Camille T. Dungy

Requiem

            Sing the mass–

            light upon me washing words

            now that I am gone.

 

The sky was a hot, blue sheet the summer breeze fanned

out and over the town.  I could have lived forever

under that sky.  Forgetting where I was,

I looked left, not right, crossed into a street

and stepped in front of the bus that ended me.

 

Will you believe me when I tell you it was beautiful—

my left leg turned to uselessness and my right shoe flung

some distance down the road?  Will you believe me

when I tell you I had never been so in love

with anyone as I was, then, with everyone I saw?

 

The way an age-worn man held his wife’s shaking arm,

supporting the weight that seemed to sing from the heart

she clutched.  Knowing her eyes embraced the pile

that was me, he guided her sacked body through the crowd.

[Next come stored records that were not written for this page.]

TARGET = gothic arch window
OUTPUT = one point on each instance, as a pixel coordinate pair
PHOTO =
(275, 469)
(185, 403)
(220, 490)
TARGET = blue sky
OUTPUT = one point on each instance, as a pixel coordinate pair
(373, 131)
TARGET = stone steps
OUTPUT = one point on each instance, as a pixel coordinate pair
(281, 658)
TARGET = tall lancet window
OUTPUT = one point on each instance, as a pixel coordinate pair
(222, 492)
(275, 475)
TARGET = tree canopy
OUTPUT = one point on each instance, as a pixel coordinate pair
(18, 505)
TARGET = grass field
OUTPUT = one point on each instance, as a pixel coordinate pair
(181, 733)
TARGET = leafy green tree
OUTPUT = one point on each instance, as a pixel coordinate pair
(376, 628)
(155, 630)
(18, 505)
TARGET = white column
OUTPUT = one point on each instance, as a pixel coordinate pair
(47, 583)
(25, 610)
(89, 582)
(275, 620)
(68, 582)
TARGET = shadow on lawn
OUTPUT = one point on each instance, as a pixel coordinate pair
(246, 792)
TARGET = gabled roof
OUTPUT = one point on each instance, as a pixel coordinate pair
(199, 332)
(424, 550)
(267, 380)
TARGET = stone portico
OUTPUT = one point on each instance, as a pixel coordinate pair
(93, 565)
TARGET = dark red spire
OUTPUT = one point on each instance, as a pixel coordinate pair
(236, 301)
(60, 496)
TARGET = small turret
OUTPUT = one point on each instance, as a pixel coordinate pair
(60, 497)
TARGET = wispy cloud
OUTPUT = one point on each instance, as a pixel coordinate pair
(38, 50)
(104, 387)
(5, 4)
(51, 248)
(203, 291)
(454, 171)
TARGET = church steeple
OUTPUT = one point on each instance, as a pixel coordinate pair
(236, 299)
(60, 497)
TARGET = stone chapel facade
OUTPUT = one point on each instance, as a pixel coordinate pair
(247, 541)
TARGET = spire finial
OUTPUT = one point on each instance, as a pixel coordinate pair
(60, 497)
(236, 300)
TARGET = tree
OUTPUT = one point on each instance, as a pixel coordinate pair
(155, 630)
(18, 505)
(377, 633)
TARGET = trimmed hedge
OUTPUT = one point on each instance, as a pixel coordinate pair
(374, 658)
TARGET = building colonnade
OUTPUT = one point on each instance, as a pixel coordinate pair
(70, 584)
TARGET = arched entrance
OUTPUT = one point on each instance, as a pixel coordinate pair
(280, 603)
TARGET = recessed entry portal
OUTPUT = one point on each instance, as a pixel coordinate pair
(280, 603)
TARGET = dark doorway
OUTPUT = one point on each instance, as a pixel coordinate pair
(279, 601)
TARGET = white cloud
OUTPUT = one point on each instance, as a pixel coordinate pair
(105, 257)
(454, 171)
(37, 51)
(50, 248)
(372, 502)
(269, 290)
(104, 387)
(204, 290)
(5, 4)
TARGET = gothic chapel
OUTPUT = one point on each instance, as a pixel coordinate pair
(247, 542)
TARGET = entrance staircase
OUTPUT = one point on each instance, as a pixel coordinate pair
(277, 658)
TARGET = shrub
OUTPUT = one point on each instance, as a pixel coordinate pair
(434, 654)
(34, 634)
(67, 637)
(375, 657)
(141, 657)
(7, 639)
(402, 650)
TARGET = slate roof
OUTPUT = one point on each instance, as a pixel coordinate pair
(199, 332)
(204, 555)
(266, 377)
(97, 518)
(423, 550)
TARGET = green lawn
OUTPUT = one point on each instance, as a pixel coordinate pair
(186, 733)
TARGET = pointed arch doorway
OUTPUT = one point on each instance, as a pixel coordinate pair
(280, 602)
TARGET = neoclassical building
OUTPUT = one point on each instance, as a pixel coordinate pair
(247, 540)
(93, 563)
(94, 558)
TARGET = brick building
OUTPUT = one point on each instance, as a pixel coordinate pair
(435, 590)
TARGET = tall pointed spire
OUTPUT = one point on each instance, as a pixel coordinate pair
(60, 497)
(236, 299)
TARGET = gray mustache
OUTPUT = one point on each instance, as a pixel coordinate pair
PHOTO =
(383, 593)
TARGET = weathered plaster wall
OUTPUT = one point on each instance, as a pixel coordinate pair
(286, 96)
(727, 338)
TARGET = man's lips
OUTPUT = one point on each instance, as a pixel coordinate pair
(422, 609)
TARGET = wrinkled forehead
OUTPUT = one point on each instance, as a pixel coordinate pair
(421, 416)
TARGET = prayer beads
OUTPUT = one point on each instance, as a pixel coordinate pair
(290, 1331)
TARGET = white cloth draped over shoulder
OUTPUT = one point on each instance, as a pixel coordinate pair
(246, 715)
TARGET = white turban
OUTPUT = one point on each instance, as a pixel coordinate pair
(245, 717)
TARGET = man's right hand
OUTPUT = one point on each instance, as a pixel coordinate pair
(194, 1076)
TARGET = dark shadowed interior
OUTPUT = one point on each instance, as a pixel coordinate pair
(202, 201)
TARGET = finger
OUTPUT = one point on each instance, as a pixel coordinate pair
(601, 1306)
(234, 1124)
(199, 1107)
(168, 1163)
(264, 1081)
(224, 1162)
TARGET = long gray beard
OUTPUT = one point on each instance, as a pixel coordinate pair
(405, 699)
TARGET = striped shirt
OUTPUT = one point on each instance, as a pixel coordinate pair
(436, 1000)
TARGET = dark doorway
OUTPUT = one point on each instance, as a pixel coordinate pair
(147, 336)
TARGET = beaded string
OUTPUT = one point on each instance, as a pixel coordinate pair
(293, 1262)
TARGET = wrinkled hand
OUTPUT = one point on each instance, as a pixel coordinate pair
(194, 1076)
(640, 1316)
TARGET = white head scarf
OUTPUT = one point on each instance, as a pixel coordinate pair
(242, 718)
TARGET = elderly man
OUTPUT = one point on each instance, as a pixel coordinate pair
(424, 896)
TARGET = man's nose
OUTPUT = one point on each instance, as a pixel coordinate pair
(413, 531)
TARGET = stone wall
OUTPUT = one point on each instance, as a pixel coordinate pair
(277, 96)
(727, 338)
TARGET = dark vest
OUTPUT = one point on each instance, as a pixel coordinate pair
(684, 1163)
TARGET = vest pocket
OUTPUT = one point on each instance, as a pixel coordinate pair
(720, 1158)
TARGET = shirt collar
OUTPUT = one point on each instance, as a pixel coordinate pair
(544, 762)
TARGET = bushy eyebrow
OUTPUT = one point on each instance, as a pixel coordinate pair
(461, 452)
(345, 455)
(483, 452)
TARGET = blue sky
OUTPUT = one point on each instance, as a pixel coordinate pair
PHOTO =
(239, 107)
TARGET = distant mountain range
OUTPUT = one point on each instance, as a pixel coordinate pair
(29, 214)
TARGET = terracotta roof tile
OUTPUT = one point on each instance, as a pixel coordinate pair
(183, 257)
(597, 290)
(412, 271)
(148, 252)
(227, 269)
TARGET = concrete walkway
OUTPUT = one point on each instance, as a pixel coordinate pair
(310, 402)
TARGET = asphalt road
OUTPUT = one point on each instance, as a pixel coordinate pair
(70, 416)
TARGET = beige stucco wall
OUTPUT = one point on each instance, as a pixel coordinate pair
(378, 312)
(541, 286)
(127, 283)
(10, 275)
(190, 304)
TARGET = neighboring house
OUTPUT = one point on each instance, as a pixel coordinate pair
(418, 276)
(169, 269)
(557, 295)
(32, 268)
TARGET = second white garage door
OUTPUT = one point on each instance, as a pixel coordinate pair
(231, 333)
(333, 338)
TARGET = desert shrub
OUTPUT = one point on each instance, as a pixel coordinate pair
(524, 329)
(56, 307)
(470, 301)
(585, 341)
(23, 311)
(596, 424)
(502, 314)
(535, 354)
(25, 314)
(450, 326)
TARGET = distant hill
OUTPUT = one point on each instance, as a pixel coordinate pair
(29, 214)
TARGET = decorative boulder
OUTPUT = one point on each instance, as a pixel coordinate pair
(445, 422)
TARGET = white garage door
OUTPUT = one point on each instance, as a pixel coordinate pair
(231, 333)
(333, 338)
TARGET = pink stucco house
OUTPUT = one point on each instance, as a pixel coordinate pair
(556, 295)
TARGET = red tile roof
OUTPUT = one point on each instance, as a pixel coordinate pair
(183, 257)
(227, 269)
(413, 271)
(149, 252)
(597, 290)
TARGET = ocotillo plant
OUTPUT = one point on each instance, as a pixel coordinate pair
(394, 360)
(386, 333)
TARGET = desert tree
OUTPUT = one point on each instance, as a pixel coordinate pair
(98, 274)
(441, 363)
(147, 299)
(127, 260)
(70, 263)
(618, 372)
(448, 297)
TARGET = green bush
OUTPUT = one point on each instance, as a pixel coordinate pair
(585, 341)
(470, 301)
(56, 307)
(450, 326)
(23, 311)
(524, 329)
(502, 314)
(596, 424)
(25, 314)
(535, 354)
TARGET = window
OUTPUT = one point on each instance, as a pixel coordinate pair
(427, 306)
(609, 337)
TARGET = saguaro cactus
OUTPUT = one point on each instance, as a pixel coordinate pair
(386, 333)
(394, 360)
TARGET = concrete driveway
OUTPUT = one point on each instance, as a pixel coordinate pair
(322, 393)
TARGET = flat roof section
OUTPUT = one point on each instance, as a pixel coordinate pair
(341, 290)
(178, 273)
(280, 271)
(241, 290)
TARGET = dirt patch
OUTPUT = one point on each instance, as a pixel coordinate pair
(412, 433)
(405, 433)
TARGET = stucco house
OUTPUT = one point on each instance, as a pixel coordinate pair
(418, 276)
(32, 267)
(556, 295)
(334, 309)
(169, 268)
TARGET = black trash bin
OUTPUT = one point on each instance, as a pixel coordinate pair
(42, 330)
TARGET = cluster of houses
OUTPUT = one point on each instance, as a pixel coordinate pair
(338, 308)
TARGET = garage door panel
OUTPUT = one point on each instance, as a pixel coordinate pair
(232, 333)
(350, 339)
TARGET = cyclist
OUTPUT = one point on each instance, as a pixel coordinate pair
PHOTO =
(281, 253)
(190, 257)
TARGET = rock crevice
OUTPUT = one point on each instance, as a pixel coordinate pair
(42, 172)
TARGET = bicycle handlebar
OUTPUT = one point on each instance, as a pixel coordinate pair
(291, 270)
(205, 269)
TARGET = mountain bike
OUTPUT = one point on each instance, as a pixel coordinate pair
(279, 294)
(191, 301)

And the way one woman began a fast the moment she looked

 

under the wheel.  I saw her swear off decadence.

I saw her start to pray.  You see, I was so beautiful

the woman sent to clean the street used words

like police tape to keep back a young boy

seconds before he rounded the grisly bumper.

 

The woman who cordoned the area feared my memory

would fly him through the world on pinions of passion

much as, later, the sight of my awful beauty pulled her down

to tears when she pooled my blood with water

and swiftly, swiftly washed my stains away.